这傻子,虽然脑子不好使,但好像……也没那么傻。我没接那钱,
而是把整个信封都塞回给他。“拿着吧,你的第一笔片酬,自己留着。”“那你呢?
”“李导给我包了红包。”我晃了晃自己手里的另一个小红包,比他的那个薄多了,
“够我花了。”其实李导给我的红包和工资,加起来也有一万多。但我不想告诉他。
我怕他尾巴翘到天上去。“哦。”他把钱小心翼翼地放回口袋,像揣着什么宝贝。
沉默了一会儿,他突然问:“稣稣,我们……接下来去哪?”我停下脚步。是啊,
接下来去哪?他的戏拍完了。按理说,这次的体验也该结束了。我应该把他押回学校,
让他好好读书,远离这个是非之地。可是……我看着他亮晶晶的,充满期待的眼睛,
那句“我们回家”怎么也说不出口。这次的经历,不但没有让他退缩,
反而让他更加坚定了自己的想法。我好像……把事情搞砸了。“先找个地方住下吧。
”我叹了口气,最终还是妥协了,“明天,我带你去见几个剧组。
”江澈的眼睛“噌”地一下亮了,像夜空中最亮的星。他激动地跳起来,一把抱住我。
“稣稣!你真是太好了!你是我最好的经纪人!”我被他勒得差点断气,一巴掌拍在他背上。
“松手!男女授受不亲!”他嘿嘿笑着松开我,但还是忍不住兴奋,在原地蹦了两下。
看着他傻乐的样子,我无奈地摇了摇头。
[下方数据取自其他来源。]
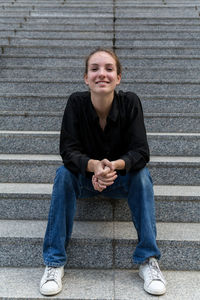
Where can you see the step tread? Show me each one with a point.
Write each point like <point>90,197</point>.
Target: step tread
<point>87,284</point>
<point>47,157</point>
<point>57,133</point>
<point>46,189</point>
<point>101,230</point>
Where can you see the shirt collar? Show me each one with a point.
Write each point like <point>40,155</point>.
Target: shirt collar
<point>114,112</point>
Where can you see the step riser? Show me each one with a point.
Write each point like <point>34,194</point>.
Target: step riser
<point>127,63</point>
<point>64,74</point>
<point>64,88</point>
<point>159,145</point>
<point>53,52</point>
<point>105,43</point>
<point>150,105</point>
<point>147,43</point>
<point>168,209</point>
<point>119,35</point>
<point>101,254</point>
<point>43,172</point>
<point>53,123</point>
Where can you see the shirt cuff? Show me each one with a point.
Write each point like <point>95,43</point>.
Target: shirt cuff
<point>83,164</point>
<point>127,163</point>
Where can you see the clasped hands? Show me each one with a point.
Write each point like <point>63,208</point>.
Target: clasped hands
<point>104,174</point>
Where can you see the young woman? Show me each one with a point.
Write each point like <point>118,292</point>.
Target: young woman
<point>104,149</point>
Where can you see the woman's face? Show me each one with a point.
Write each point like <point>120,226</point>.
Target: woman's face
<point>102,75</point>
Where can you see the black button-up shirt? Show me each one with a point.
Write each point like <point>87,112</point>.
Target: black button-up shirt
<point>124,136</point>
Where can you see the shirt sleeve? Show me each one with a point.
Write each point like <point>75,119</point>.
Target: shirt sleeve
<point>137,155</point>
<point>71,148</point>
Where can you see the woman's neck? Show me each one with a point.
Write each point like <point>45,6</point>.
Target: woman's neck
<point>102,104</point>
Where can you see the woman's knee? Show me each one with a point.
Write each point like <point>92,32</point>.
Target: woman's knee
<point>63,173</point>
<point>142,177</point>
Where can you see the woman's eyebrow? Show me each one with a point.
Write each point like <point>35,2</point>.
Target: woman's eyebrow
<point>109,64</point>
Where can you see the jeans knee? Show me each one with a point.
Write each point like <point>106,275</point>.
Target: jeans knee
<point>143,178</point>
<point>63,174</point>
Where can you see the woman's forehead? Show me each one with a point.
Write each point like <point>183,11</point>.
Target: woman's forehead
<point>99,57</point>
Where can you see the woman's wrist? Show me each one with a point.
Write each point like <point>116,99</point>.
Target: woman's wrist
<point>119,164</point>
<point>91,165</point>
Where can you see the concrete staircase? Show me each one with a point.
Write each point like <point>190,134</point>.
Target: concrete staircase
<point>43,45</point>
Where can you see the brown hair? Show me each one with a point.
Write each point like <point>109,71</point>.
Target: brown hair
<point>109,51</point>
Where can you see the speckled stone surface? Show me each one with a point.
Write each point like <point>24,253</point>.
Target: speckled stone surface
<point>47,143</point>
<point>97,285</point>
<point>175,173</point>
<point>100,245</point>
<point>168,209</point>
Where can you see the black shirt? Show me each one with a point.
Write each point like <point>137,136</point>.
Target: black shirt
<point>124,136</point>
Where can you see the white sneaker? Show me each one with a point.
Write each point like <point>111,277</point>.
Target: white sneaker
<point>51,282</point>
<point>154,282</point>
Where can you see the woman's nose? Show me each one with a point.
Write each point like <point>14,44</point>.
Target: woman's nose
<point>101,72</point>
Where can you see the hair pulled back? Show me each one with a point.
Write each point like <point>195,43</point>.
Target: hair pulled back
<point>109,51</point>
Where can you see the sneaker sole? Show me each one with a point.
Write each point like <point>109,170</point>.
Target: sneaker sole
<point>149,291</point>
<point>56,292</point>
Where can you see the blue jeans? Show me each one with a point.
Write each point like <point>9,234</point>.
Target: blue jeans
<point>136,187</point>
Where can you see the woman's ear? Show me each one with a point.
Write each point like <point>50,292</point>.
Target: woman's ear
<point>86,79</point>
<point>119,77</point>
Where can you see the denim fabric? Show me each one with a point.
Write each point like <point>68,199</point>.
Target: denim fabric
<point>136,187</point>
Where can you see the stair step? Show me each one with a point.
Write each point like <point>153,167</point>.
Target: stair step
<point>51,121</point>
<point>99,244</point>
<point>83,34</point>
<point>70,42</point>
<point>43,102</point>
<point>41,169</point>
<point>150,43</point>
<point>119,27</point>
<point>68,86</point>
<point>31,202</point>
<point>61,74</point>
<point>96,284</point>
<point>121,51</point>
<point>95,34</point>
<point>44,142</point>
<point>130,61</point>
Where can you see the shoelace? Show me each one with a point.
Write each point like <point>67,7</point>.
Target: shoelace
<point>154,271</point>
<point>51,274</point>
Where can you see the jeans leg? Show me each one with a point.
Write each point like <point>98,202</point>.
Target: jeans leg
<point>61,216</point>
<point>141,203</point>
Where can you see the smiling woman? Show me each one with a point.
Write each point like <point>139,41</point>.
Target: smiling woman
<point>104,149</point>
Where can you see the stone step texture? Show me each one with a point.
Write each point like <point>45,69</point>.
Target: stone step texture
<point>31,201</point>
<point>96,284</point>
<point>43,45</point>
<point>103,245</point>
<point>47,142</point>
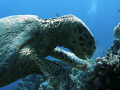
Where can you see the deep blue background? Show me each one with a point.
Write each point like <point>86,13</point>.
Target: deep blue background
<point>101,16</point>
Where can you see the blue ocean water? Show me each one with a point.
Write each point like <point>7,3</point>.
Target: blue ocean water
<point>101,16</point>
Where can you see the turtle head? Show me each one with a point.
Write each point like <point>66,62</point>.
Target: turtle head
<point>81,41</point>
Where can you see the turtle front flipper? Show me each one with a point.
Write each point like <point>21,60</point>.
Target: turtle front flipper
<point>70,58</point>
<point>56,74</point>
<point>11,50</point>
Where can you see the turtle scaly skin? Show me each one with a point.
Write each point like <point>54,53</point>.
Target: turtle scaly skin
<point>25,41</point>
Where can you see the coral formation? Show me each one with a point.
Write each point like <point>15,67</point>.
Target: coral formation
<point>117,31</point>
<point>104,75</point>
<point>25,41</point>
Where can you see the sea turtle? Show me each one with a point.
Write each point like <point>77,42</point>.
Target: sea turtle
<point>25,41</point>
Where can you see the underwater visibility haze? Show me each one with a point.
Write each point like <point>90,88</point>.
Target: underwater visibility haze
<point>100,16</point>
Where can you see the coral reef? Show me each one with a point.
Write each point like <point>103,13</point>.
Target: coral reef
<point>103,75</point>
<point>117,31</point>
<point>26,41</point>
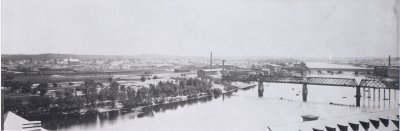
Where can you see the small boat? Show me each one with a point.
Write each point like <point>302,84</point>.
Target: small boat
<point>309,118</point>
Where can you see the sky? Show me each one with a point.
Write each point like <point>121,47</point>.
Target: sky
<point>272,28</point>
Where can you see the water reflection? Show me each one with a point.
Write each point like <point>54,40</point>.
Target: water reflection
<point>57,123</point>
<point>280,96</point>
<point>260,92</point>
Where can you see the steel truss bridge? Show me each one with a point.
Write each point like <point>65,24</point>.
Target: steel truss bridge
<point>328,81</point>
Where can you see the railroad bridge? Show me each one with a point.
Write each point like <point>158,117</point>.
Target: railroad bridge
<point>326,81</point>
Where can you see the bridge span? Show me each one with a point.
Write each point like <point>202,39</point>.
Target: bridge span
<point>326,81</point>
<point>355,70</point>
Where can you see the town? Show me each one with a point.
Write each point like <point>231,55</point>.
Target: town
<point>35,87</point>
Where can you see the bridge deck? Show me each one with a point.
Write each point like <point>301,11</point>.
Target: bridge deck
<point>329,81</point>
<point>344,121</point>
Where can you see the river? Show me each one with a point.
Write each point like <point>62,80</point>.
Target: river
<point>252,109</point>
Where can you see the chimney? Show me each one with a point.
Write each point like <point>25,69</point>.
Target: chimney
<point>223,65</point>
<point>211,60</point>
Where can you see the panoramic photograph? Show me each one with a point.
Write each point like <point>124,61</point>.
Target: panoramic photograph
<point>208,65</point>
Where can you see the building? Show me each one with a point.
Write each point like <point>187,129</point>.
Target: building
<point>273,67</point>
<point>242,72</point>
<point>14,122</point>
<point>181,70</point>
<point>207,73</point>
<point>380,71</point>
<point>393,72</point>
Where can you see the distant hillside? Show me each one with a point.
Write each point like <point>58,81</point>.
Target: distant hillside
<point>55,56</point>
<point>85,57</point>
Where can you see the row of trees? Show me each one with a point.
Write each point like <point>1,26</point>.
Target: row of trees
<point>96,94</point>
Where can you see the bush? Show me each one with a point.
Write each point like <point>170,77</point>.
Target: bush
<point>143,79</point>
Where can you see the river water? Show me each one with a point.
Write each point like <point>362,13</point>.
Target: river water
<point>252,109</point>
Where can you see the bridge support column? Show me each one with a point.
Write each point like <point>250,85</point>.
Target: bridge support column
<point>260,89</point>
<point>305,92</point>
<point>384,94</point>
<point>358,95</point>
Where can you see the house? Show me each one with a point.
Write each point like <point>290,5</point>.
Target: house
<point>181,70</point>
<point>273,67</point>
<point>14,122</point>
<point>207,73</point>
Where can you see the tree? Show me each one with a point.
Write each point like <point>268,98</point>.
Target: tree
<point>90,90</point>
<point>114,92</point>
<point>27,87</point>
<point>42,88</point>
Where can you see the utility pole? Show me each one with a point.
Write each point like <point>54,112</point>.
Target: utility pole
<point>211,60</point>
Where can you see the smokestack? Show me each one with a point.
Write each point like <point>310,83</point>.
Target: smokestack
<point>211,60</point>
<point>223,65</point>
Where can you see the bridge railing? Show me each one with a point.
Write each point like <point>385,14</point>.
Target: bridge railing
<point>350,82</point>
<point>331,81</point>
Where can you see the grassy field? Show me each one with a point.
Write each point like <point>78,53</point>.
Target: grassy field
<point>77,77</point>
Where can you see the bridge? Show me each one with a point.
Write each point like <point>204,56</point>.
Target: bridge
<point>355,70</point>
<point>325,81</point>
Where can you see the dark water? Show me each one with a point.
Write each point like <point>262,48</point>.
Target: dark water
<point>256,108</point>
<point>251,109</point>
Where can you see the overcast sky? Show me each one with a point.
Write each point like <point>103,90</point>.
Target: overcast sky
<point>281,28</point>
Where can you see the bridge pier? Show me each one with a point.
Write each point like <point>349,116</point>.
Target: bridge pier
<point>260,89</point>
<point>358,95</point>
<point>384,94</point>
<point>305,92</point>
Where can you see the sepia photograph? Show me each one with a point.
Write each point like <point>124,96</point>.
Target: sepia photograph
<point>200,65</point>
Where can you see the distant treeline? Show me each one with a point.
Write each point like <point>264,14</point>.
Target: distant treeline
<point>83,57</point>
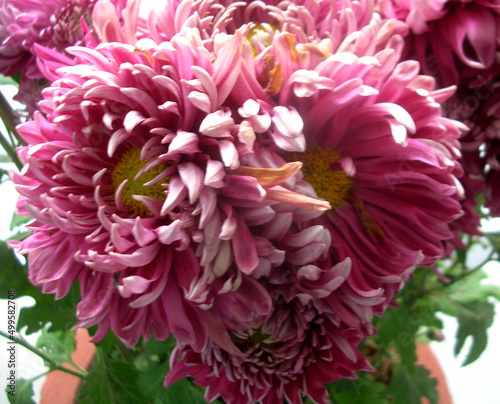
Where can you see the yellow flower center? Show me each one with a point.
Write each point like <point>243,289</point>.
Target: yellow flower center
<point>332,185</point>
<point>127,168</point>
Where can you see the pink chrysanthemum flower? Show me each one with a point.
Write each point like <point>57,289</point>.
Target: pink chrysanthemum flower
<point>309,339</point>
<point>294,352</point>
<point>135,181</point>
<point>375,145</point>
<point>260,19</point>
<point>23,23</point>
<point>450,37</point>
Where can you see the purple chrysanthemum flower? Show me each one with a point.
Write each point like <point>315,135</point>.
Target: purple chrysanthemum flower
<point>24,23</point>
<point>374,144</point>
<point>135,181</point>
<point>294,352</point>
<point>258,19</point>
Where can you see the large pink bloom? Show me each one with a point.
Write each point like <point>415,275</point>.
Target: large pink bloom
<point>135,181</point>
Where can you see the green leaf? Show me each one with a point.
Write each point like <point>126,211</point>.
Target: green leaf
<point>470,288</point>
<point>59,345</point>
<point>474,319</point>
<point>410,388</point>
<point>61,314</point>
<point>23,393</point>
<point>358,391</point>
<point>398,326</point>
<point>110,382</point>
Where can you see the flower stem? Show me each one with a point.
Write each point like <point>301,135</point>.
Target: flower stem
<point>53,364</point>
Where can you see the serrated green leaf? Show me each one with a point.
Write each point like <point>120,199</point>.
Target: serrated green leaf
<point>110,382</point>
<point>398,326</point>
<point>61,313</point>
<point>59,345</point>
<point>410,388</point>
<point>357,391</point>
<point>474,319</point>
<point>23,394</point>
<point>470,288</point>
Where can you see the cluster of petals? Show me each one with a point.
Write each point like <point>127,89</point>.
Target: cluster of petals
<point>112,115</point>
<point>258,179</point>
<point>305,342</point>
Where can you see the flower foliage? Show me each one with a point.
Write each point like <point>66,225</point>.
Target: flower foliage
<point>257,179</point>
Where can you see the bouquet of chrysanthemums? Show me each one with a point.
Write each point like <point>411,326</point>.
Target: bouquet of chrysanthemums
<point>233,194</point>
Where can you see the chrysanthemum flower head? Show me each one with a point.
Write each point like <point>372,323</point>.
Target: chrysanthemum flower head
<point>23,23</point>
<point>375,146</point>
<point>293,353</point>
<point>135,181</point>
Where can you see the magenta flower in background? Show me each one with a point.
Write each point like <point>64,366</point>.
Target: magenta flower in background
<point>24,23</point>
<point>450,38</point>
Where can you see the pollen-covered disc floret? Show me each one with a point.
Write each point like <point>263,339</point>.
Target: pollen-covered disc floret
<point>329,183</point>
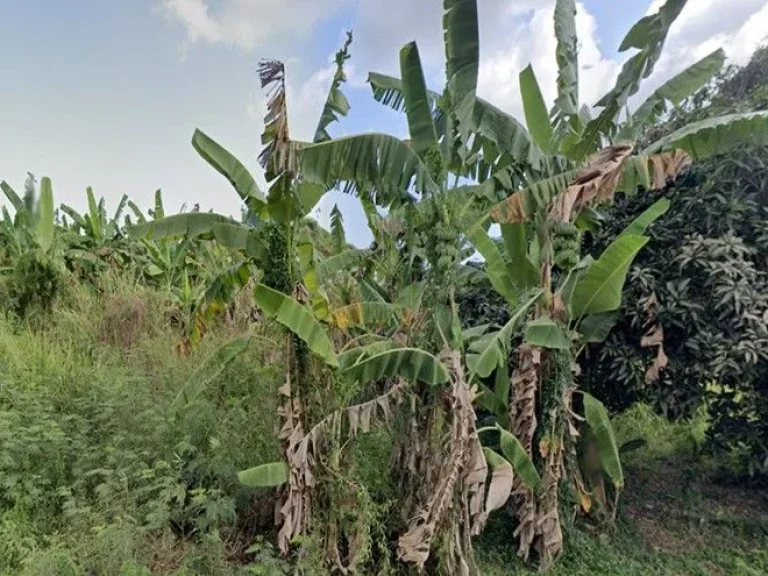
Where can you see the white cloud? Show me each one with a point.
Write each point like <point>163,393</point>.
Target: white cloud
<point>535,43</point>
<point>248,23</point>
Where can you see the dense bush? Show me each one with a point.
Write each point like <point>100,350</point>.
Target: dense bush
<point>704,279</point>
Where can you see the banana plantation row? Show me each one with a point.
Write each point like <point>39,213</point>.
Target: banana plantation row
<point>482,417</point>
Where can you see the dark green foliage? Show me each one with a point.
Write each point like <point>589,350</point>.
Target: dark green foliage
<point>479,303</point>
<point>32,284</point>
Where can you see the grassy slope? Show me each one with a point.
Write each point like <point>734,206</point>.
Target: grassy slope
<point>95,478</point>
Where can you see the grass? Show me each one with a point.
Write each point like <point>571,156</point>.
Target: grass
<point>675,518</point>
<point>97,478</point>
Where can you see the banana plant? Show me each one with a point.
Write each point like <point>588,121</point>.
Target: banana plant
<point>550,182</point>
<point>33,224</point>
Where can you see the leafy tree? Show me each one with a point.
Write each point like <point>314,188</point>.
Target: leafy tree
<point>701,285</point>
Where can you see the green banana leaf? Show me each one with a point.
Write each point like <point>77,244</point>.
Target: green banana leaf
<point>597,417</point>
<point>298,319</point>
<point>411,364</point>
<point>265,476</point>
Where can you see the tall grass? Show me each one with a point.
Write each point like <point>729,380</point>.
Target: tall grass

算了。南墙撞不破,那就……陪他把这墙推倒吧。
我倒要看看,他这条路,到底能走多远。【第五章】有了李导的推荐,
我们见剧组的过程顺利了不少。但结果,却不尽如人意。江澈这张脸,确实是块敲门砖。
大部分导演看到他,第一眼都是惊艳。可一听说他不是科班出身,又没什么经验,
就都打了退堂鼓。愿意给机会的,也都是些不入流的小网剧,演个路人甲乙丙丁,
或者干脆就是没台词的背景板。江澈从一开始的信心满满,到后来的垂头丧气,只用了三天。
“稣稣,我是不是真的不适合干这行?”晚上,在只有一张床的廉价旅馆里,
他抱着膝盖坐在地上,声音闷闷的。我躺在床上,一边刷手机,
一边漫不经心地说:“现在知道了?还不晚,明天我给你买票,回学校好好读书。
”他沉默了。过了好一会儿,我以为他睡着了,他却突然开口。“我不回去。”声音不大,
但很坚定。“我想再试试。”我放下手机,看着他倔强的后脑勺,叹了口气。“行,你想试,
我就陪你试。”我从床上坐起来,打开电脑,开始在网上搜索各种招募信息。
既然大的剧组进不去,那就从小角色开始。跑龙套,也得跑出点名堂来。第二天,
我带着江澈去了一个古装剧组。招的是……演尸体。日薪一百,管一顿盒饭。
江澈看着招募信息,脸都绿了。“稣稣,你没搞错吧?演……演尸体?”“怎么?不想演?
”我挑眉,“昨天谁说想再试试的?”他憋屈地低下头,“演……”演尸体是个技术活。